Histórias Mínimas
Carlos Sorin, Historias minimas, Argentina/Espanha, 2002

Desde o primeiro plano, no qual um velho submete-se a um exame de vista, Histórias Mínimas é cristalino. Como salienta na segunda sequência, que emprega uma música cativante para comentar sonoramente a imagem de uma mulher caminhando por um ambiente bucólico, o filme propõe a poesia da simplicidade. Simples é a vida de seus três personagens centrais, simples são as metas pelas quais lutam ao longo do filme, simples é a forma de filmar do diretor Carlos Sorin (revelado para a vitrine internacional com La Película del Rei/1986, premiado em Veneza, depois surrado por Eversmile New Jersey/1989, após o qual foi fazer publicidade), são os encantos contidos no filme, nos quais os diálogos são bate papos pouco "funcionais", as ações não conduzem a reviravoltas ou transformações, os sentimentos não explodem em arroubos emocionais. No entanto, é tão visível o esforço em se buscar o lirismo nas pequenas coisas, tão explícita a tentativa de encontrar a transcendência nas pretensões mínimas, tão notório a construção de um pacto de sensibilidade com o espectador, que o simples torna-se grave de tão reverenciado, como se escondesse algo além de sua aparência, como se tivesse algo de revelador a ser encontrado por nós, como se não fosse tão simples assim. A utilização de não atores, nesse sentido, é mais um dispositivo para, buscando a autenticidade da "não representação" (sic), encontrar "verdade mais pura" (sic).

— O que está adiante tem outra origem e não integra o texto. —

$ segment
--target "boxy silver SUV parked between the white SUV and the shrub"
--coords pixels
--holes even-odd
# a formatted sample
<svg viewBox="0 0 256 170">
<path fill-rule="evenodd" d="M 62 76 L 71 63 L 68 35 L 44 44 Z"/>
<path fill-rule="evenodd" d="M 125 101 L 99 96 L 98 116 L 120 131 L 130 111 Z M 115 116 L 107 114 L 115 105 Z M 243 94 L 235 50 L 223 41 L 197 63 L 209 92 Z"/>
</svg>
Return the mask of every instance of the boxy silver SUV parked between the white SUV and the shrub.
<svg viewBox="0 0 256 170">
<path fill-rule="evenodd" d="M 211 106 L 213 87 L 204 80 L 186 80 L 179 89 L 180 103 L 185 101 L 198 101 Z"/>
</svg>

O trio de condutores da narrativa perseguem objetivos diferentes e circunstanciais. Temos um velho à procura de um cachorro perdido em uma cidade vizinha, uma jovem calada com a esperança de ganhar um multiprocessador em um programa de auditório na TV e um vendedor bom de conversa que, para conquistar uma cliente que só conheceremos no final, esforça-se para deixar perfeito o bolo de aniversário do filho dela, com o qual fará seu agrado-surpresa - embora nem conheça o menino. Os dois personagens masculinos são valorizados pelo maior tempo em cena e pela melhor definição de suas motivações. Ao longo do percurso deles, pontuado por paradas na estrada de comunicação entre duas cidades, em cujo ponto final estão seus objetivos (o cão, para o velho; a cliente, para o vendedor), vemos apenas gente simples, bondosa e solidária, que compõe um universo de ternura, apesar da possível dificuldade enfrentada por cada um no cotidiano - dificuldade essa apenas sugeridas por suas condições de vida, cuja maior característica é expressada pelos olhares passivos para a TV. Nessa trajetória, os ecos de Onde Fica a Casa de Meu Amigo, de Abbas Kiarostami, e História Real, de David Lynch, fazem-se notar, mas com efeitos distintos.

Haveria beleza mesmo neste filme, além das paisagens obviamente pictóricas da Patagônia, exploradas sem comedimento para nos encher a vista? Porque a beleza em cinema é resultado de algumas operações, sobre as quais não se tem controle absoluto, mas tende a ser banalizada se perseguida de antemão e com insistência - e esse parece ser o processo a mover Histórias Mínimas. Temos lá um punhado de seres quase tapados em sua simplicidade e, em vez de sermos colocados em contato com o contexto de suas vidas, de modo a entendê-los em suas circunstâncias, somos induzidos a amá-los pela insignificância deles, insignificância aparentemente imanente em suas individualidades, operação essa muito próxima daquela empregada para causar compaixão e piedade, muito distante de uma visão política e moral da formatação da sociedade e de seus efeitos nos seres. Se alguma beleza sobrevive nessa arquitetura, portanto, está na potência e na resistência do vendedor, que, diante das adversidades, clama pela criatividade como forma de driblar limites. Não há jogo perdido com o personagem e, nessa atitude, encontramos uma política de vida no filme, certamente extendida à uma política de país, a qual o diretor adere e pela qual clama em sussuros.